Read in our data and replace missing values:

In [8]:
train = pd.read_csv(TRAIN_DATA_FILE)
test = pd.read_csv(TEST_DATA_FILE)

list_sentences_train = train["comment_text"].fillna("_na_").values
list_classes = ["toxic", "severe_toxic", "obscene", "threat", "insult", "identity_hate"]
y = train[list_classes].values
list_sentences_test = test["comment_text"].fillna("_na_").values

Standard keras preprocessing, to turn each comment into a list of word indexes of equal length (with truncation or padding as needed).

In [22]:
tokenizer = Tokenizer(num_words=max_features)
tokenizer.fit_on_texts(list(list_sentences_train))
list_tokenized_train = tokenizer.texts_to_sequences(list_sentences_train)
list_tokenized_test = tokenizer.texts_to_sequences(list_sentences_test)
X_t = pad_sequences(list_tokenized_train, maxlen=maxlen)
X_te = pad_sequences(list_tokenized_test, maxlen=maxlen)

Read the glove word vectors (space delimited strings) into a dictionary from word->vector.

In [11]:
def get_coefs(word,*arr): return word, np.asarray(arr, dtype='float32')
embeddings_index = dict(get_coefs(*o.strip().split()) for o in open(EMBEDDING_FILE))

Use these vectors to create our embedding matrix, with random initialization for words that aren't in GloVe.
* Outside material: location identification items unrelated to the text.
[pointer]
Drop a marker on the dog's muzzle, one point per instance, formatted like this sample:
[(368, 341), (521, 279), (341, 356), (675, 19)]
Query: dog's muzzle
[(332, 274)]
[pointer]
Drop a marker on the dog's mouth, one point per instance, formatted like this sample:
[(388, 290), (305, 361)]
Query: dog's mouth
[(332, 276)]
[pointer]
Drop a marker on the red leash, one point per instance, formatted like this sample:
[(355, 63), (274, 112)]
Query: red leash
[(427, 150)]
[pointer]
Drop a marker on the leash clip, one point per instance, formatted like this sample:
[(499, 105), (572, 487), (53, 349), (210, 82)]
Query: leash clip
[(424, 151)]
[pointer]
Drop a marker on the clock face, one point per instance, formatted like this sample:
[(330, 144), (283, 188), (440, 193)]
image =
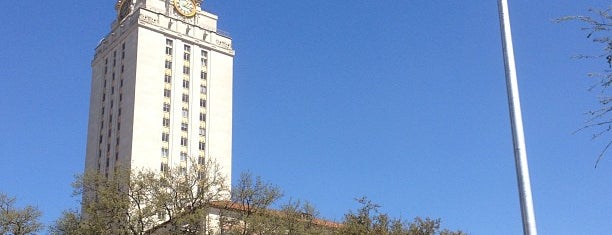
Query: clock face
[(124, 10), (185, 7)]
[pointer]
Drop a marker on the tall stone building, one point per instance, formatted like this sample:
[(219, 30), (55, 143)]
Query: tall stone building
[(161, 89)]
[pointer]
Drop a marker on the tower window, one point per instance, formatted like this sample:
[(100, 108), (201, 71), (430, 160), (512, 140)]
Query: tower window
[(164, 167), (184, 126), (184, 141), (164, 152), (165, 137), (185, 112)]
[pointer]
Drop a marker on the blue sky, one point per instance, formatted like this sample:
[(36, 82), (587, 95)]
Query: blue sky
[(401, 101)]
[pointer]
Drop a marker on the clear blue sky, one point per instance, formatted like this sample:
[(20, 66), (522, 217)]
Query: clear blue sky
[(401, 101)]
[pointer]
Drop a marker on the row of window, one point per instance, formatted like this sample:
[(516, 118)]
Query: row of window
[(185, 98), (112, 91)]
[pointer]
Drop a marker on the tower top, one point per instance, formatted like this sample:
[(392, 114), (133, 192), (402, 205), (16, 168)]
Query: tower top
[(119, 3)]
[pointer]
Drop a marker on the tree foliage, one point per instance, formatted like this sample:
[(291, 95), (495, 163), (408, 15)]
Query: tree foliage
[(134, 202), (252, 198), (368, 220), (18, 221), (598, 24)]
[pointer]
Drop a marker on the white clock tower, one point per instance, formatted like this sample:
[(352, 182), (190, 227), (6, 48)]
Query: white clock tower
[(161, 89)]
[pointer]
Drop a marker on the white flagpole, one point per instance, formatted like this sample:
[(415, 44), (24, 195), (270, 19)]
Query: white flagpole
[(518, 137)]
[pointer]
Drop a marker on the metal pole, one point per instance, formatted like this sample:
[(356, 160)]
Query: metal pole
[(518, 137)]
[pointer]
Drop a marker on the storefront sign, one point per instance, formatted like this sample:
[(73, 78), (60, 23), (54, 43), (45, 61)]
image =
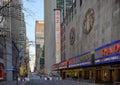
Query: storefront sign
[(108, 59), (63, 65), (55, 67), (108, 53), (81, 60)]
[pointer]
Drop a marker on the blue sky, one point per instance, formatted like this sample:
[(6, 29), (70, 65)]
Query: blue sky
[(33, 10)]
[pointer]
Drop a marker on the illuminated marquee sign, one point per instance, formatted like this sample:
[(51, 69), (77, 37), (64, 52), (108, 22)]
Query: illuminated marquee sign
[(108, 53), (55, 67), (72, 62), (63, 65), (81, 60)]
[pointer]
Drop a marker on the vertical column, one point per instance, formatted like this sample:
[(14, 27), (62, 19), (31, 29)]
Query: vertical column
[(116, 75), (9, 74)]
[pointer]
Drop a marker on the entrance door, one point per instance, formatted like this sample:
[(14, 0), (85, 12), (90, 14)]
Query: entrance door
[(98, 75), (80, 74), (112, 75)]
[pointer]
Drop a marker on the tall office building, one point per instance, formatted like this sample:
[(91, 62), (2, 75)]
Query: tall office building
[(39, 39), (49, 18), (10, 27), (64, 6)]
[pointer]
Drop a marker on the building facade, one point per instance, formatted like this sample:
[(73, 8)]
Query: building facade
[(49, 34), (90, 41), (39, 39), (49, 17), (10, 30)]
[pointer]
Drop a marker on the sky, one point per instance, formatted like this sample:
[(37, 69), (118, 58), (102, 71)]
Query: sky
[(33, 10)]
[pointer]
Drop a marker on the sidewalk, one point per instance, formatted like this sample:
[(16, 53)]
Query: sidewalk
[(7, 82)]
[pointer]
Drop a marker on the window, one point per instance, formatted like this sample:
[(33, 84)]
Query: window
[(80, 3)]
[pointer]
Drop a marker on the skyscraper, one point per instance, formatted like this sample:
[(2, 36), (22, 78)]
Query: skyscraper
[(49, 18), (39, 39)]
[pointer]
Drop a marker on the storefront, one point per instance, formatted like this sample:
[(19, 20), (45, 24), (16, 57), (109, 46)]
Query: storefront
[(107, 62), (63, 67)]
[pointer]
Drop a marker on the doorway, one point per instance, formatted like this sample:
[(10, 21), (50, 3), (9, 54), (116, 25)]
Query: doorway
[(98, 75)]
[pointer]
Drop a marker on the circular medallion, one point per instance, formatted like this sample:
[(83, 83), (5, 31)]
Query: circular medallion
[(88, 21), (72, 36)]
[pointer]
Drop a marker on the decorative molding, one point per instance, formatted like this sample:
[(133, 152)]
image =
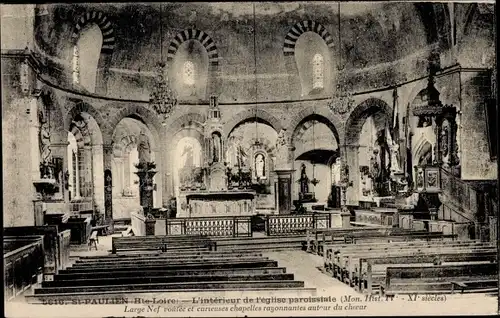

We'll use the same mean and stdev of embeddings the GloVe has when generating the random init.

In [12]:
all_embs = np.stack(embeddings_index.values())
emb_mean,emb_std = all_embs.mean(), all_embs.std()
emb_mean,emb_std

(0.020940498, 0.6441043)

In [13]:
word_index = tokenizer.word_index
nb_words = min(max_features, len(word_index))
embedding_matrix = np.random.normal(emb_mean, emb_std, (nb_words, embed_size))
for word, i in word_index.items():
    if i >= max_features: continue
    embedding_vector = embeddings_index.get(word)
    if embedding_vector is not None: embedding_matrix[i] = embedding_vector

Simple bidirectional LSTM with two fully connected layers. We add some dropout to the LSTM since even 2 epochs is enough to overfit.

In [14]:
inp = Input(shape=(maxlen,))
x = Embedding(max_features, embed_size, weights=[embedding_matrix],trainable = False)(inp)
x = Bidirectional(LSTM(128, return_sequences=True, dropout=0.1, recurrent_dropout=0.1))(x)
x = GlobalMaxPool1D()(x)
x = Dropout(0.5)(x)
x = Dense(50, activation="relu")(x)
x = Dropout(0.4)(x)
x = Dense(6, activation="sigmoid")(x)
model = Model(inputs=inp, outputs=x)
model.compile(loss='binary_crossentropy', optimizer='adam', metrics=['accuracy'])

Now we're ready to fit out model! Use `validation_split` when not submitting.

In [15]:
filepath="weights.best.model" + ".hdf5"
checkpoint = ModelCheckpoint(filepath, monitor='val_acc', verbose=1, save_best_only=True, mode='max')
early_stop = EarlyStopping(monitor='val_acc', patience=2, mode='max') 
callbacks_list = [checkpoint, early_stop]

model.fit(X_t, y, batch_size=64, epochs=20, validation_split=0.1,callbacks=callbacks_list);

Train on 143613 samples, validate on 15958 samples
Epoch 1/20

Epoch 00001: val_acc improved from -inf to 0.97871, saving model to weights.best.model.hdf5
Epoch 2/20

Epoch 00002: val_acc improved from 0.97871 to 0.98002, saving model to weights.best.model.hdf5
Epoch 3/20

Epoch 00003: val_acc improved from 0.98002 to 0.98067, saving model to weights.best.model.hdf5
Epoch 4/20

Epoch 00004: val_acc improved from 0.98067 to 0.98149, saving model to weights.best.model.hdf5
Epoch 5/20

Epoch 00005: val_acc improved from 0.98149 to 0.98151, saving model to weights.best.model.hdf5
Epoch 6/20

Epoch 00006: val_acc improved from 0.98151 to 0.98166, saving model to weights.best.model.hdf5
Epoch 7/20

Epoch 00007: val_acc improved from 0.98166 to 0.98210, saving model to weights.best.model.hdf5
Epoch 8/20

Epoch 00008: val_acc improved from 0.98210 to 0.98233, saving model to weights.best.model.hdf5
Epoch 9/20

Epoch 00009: val_acc improved from 0.98233 to 0.98245, saving model to weights.best.

In [16]:
y_test = model.predict([X_te], batch_size=1024, verbose=1)
sample_submission = pd.read_csv(f'{path}{comp}sample_submission.csv')
sample_submission[list_classes] = y_test
sample_submission.to_csv('submission.csv', index=False)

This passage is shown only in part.